Fresh, seasonal British ingredients (meat from Cumbria, seafood from Billingsgate Market etc) is the name of the game here, and the open-plan kitchen has a secret weapon in its armoury: a rotisserie that does a fine line in spit-roasted meat.
Amongst a long list of meat and seafood starters you can find the occasional lighter dish, like the daily special of firm and crunchy steamed asparagus served with a warm poached hen’s egg and a dreamy béarnaise sauce: a perfect combination.
Steaks from the charcoal grill are a particular highlight: a fatty, marbled piece of rib-eye on the bone (£27.00) is drool-inducing good; the crimson meat is wonderfully succulent and tender and it has a nicely charred crust from the grill. Fat chips and a meaty gravy from the rotisserie complete what is a premium-priced dish but it’s one that compares favourably with the likes of the award-winning Hawksmoor - a good job as they’re pitched at about the same premium price point.
There’s a concise list of desserts but most people will struggle to find the appetite for stodgy classics such as the bread and butter pudding or the treacle tart. Kendal cake chocolate parfait (£6.00), a rich and slightly sickly mousse presented in a ramekin jar with a few blackberries for company may seem a slightly lighter option but it packs a lot of bittersweet cocoa flavour into every spoonful.
Joining forces with the most excellent Sambrook’s brewery, the Jugged Hare has created their own pale ale, a zesty little number that’s available in large bottles (£5.50). Interestingly, other young diners choose the likes of Dark Star’s Espresso from the bottled beer menu, while Redemption’s Trinty and Sambrook’s Junction (£3.50 a pint) are among four well-kept cask ales on draught.
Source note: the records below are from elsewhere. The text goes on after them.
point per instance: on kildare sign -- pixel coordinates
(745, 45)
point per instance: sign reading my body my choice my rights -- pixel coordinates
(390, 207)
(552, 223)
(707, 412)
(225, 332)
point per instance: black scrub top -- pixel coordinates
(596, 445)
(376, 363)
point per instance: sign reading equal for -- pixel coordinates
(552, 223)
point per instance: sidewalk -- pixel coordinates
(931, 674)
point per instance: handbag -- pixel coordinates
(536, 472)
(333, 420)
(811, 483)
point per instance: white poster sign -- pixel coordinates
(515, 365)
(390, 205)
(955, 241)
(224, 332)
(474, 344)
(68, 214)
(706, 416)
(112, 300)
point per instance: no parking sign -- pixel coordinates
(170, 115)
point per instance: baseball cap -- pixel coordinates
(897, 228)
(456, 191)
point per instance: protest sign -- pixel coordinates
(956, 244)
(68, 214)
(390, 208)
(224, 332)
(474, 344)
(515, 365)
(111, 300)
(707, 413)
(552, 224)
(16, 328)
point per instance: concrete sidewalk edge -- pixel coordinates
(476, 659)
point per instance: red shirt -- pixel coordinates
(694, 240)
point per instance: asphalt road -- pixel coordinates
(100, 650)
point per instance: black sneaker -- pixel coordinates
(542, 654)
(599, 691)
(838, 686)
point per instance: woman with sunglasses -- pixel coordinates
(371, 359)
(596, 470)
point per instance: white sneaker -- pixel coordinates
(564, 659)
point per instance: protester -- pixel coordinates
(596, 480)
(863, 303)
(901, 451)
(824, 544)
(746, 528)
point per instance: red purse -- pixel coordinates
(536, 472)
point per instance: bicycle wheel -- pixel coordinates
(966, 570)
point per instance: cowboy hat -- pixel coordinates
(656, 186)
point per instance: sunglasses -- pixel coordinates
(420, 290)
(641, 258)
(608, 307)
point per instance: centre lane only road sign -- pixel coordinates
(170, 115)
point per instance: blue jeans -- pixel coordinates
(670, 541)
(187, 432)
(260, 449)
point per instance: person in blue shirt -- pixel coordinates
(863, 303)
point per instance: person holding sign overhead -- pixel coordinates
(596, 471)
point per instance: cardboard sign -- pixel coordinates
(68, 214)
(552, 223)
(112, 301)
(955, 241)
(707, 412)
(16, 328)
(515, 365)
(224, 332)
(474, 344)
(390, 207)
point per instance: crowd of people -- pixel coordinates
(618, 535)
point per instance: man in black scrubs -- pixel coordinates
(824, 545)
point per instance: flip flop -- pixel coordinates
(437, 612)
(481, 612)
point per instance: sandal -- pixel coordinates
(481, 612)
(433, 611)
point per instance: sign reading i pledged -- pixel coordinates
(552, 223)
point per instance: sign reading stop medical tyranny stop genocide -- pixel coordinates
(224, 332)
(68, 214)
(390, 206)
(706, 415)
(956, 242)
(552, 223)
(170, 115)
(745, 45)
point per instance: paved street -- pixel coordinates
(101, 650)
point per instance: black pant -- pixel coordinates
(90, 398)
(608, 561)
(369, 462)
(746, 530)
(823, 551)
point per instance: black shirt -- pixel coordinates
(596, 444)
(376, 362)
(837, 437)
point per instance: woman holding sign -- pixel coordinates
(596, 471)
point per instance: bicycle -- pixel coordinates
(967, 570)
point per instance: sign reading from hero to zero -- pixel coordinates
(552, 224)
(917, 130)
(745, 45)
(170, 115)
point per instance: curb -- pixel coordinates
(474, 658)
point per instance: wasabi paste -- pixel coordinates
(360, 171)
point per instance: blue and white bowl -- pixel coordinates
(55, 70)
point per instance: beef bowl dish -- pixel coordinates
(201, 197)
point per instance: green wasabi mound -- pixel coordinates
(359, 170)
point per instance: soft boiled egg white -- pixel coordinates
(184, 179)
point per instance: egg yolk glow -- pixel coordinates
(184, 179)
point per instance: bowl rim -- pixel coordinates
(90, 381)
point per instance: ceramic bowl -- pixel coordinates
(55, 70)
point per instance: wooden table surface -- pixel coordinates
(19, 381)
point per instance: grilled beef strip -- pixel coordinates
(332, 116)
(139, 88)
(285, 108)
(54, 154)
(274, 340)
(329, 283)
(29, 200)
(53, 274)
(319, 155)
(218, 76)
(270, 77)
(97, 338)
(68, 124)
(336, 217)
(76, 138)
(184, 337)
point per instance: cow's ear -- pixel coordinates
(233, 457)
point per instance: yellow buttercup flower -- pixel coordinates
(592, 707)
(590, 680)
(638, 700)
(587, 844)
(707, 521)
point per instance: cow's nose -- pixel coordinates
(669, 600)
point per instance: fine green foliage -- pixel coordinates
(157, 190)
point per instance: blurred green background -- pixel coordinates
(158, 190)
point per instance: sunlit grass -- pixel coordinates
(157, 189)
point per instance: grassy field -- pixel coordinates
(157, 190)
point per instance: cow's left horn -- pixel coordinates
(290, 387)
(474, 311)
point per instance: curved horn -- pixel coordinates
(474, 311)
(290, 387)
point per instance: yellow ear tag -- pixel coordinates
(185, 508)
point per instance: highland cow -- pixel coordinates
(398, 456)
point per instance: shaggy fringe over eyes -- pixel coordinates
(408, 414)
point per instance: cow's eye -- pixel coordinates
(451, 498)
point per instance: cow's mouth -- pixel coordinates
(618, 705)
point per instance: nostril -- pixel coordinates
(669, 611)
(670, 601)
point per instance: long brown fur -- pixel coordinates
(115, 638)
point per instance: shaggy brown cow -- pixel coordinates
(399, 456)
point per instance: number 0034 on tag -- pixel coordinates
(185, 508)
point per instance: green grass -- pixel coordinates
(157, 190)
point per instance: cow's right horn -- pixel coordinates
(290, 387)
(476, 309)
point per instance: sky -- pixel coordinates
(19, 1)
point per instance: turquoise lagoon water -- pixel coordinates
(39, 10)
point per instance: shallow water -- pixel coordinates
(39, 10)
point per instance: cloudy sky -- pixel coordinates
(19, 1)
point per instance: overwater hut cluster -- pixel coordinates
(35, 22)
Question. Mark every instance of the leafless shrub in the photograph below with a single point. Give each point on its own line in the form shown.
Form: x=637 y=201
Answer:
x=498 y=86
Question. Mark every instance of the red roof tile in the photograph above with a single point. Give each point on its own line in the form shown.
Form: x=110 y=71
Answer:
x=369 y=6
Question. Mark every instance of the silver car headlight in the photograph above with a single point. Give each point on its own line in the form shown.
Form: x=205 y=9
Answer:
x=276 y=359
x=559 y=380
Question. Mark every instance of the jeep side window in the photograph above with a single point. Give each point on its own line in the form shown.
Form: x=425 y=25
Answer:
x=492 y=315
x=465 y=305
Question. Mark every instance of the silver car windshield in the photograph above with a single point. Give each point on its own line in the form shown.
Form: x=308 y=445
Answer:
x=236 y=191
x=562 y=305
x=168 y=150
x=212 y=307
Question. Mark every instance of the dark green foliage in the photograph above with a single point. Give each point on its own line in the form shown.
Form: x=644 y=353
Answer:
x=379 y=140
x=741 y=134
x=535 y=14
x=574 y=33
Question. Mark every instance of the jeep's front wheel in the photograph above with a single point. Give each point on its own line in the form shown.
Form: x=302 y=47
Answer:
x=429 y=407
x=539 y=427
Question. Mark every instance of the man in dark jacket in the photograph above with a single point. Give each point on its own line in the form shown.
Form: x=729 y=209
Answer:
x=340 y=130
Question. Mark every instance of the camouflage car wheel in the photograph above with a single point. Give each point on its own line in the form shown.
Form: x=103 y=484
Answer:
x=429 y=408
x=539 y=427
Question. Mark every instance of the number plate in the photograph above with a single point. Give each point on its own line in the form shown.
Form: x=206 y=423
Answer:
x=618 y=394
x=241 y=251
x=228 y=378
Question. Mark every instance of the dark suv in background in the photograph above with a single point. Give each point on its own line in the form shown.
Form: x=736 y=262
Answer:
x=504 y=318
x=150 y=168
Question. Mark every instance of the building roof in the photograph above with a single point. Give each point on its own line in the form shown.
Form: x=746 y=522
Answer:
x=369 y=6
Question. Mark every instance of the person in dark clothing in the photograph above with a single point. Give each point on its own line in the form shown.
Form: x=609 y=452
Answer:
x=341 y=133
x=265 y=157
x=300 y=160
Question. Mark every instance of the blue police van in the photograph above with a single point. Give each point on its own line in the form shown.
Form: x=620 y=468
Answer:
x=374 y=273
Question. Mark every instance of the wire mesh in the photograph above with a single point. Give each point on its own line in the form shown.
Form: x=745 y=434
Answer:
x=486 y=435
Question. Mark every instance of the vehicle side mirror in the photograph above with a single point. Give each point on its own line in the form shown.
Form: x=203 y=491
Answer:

The commitment to quality food and drink extends to the wine list where ETM’s own house wine offers great value for money at £16.50 a bottle before extending through a huge list that includes a monthly focus on a particular grape. This allows them to showcase outstanding tipples like the Plenilunio Malbec (£9.60 a glass, also available in a smaller ‘flight’ size).
The Last Word
Rather than rest on their laurels, the ETM Group have rolled all of the best bits of their other venues, with the addition of some new ideas and flourishes, into one very polished package at the Jugged Hare. Whether you work in the area or you're visiting the Barbican Centre, it’s well worth checking out.